Figure 1.
Drug resistance of yeast colonies containing different plasmids.
The drugs tested were 5-FU, 5-FC, 6-azauracil, 5-FOA, and methotrexate in combination with sulfanilamide. Yeast cells were serially diluted and spotted onto uracil-less synthetic media with or without drugs at indicated concentrations. Growth was scored after incubation at 30°C for four days.
Figure 2.
Sensitivity of pyrimidine biosynthesis mutants to 5-FU.
All mutants tested were kanMX gene disruptions in the BY4742 genetic background. Since the BY4742 background is ura3, all strains except the ura3 strain were first transformed with the HIS3 URA3 plasmid pHGZ252 in order to restore URA3 function. The ura3 strain is BY4742 transformed with the HIS3 plasmid pRS413. URA3 stands for BY4742 with a restored wild type URA3 locus transformed with with pHGZ252, included as a control. URA3* is BY4742 transformed with pHGZ252, included as an additional control. Cells grown in histidine-less media were diluted 10-fold in water and spotted onto synthetic complete plates in the presence or in the absence of 80 µg/ml of 5-FU. Growth was scored after incubation at 30°C for three days.
Figure 3.
Genetic interactions affecting 5-FU sensitivity.
(A) Dependency of the 5-FU resistance conferred by different plasmids on URA2 function. A ura2 strain containing different plasmids was grown to late exponential phase in synthetic uracil-less medium supplemented with 1 g/l of orotic acid, serially diluted, and spotted onto plates with or without 80 µg/ml of 5-FU. (B) Effect of arginine biosynthesis mutants on 5-FU sensitivity. Since the deletion mutants were made in BY4742, which is ura3, all strains were transformed with the URA3 plasmid pHR81 in order to restore a functional pyrimidine biosynthesis. Transformants were grown in liquid medium to late exponential phase, serially diluted, and spotted onto synthetic uracil-less plates with or without 10 µg/ml of 5-FU. Growth was scored after incubation at 30°C for four days.
Figure 4.
Effect of excess arginine on 5-FU resistance conferred by different plasmids.
Ten-fold serial dilutions of yeast strains containing different plasmids were plated onto proline-based synthetic complete media containing 20 µg/ml 5-FU and either the normal amount of arginine (0.1 mM), or a 100-fold excess of arginine (10 mM).
Figure 5.
Effect of plasmids on the metabolism of 5-FU and uracil.
(A) Uptake of 14C-labelled uracil or 5-FU. (B) Incorporation of 14C-labelled uracil or 5-FU into tRNA. Yeast cells containing different plasmids, as indicated in the figure, were incubated with 14C-labelled uracil or 5-FU. Uptake of the 14C-labelled compounds and their incorporation into tRNA was quantified as described in Materials and Methods. The error bars show standard errors of the mean in experiments performed in quadruplicate. Bars with two asterisks differ significantly from the pHR81 value at p<0.01 and bars with one asterisk at p<0.05.
Figure 6.
Schematic overview of the pyrimidine biosynthetic pathway and its effect on the sensitivity of yeast cells to 5-FU under different conditions.
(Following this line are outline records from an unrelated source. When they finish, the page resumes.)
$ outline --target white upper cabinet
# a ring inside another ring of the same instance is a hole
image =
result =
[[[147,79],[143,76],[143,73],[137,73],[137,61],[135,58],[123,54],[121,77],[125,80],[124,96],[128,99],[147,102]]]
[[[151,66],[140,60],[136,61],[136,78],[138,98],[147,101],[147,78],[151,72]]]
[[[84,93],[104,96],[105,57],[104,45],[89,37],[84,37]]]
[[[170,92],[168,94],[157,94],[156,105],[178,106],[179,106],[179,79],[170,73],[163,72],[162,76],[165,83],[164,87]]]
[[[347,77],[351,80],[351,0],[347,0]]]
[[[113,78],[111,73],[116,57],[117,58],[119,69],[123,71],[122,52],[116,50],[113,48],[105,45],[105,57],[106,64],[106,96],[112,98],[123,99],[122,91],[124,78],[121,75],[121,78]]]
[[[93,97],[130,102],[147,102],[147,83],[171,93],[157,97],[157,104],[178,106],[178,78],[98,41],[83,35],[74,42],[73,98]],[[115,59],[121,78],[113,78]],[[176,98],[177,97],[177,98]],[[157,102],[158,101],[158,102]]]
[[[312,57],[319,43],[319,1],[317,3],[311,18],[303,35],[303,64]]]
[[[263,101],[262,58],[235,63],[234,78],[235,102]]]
(A) Wild type cells. 5-FU is taken up and converted to 5-FUTP, which competes with freshly synthesized UTP for incorporation into RNA. (B) In an arginine biosynthesis mutant, more carbamoyl-P is shunted into the pyrimidine biosynthesis, and the resulting increased in UTP reduces the amount of 5-FUTP that is incorporated into RNA. (C) In cells overexpressing CPA1, CPA2 or URA2, more carbamoyl-P is made, which also results in an increase in UTP that reduces the incorporation of 5-FUTP into RNA. (D) In cells overexpressing HAM1, the amount of 5-FU that is incorporated into RNA is reduced by dephosphorylation of 5-FUMP back to 5-FUTP. Genetic interactions suggest that YJL055W also may affect this process.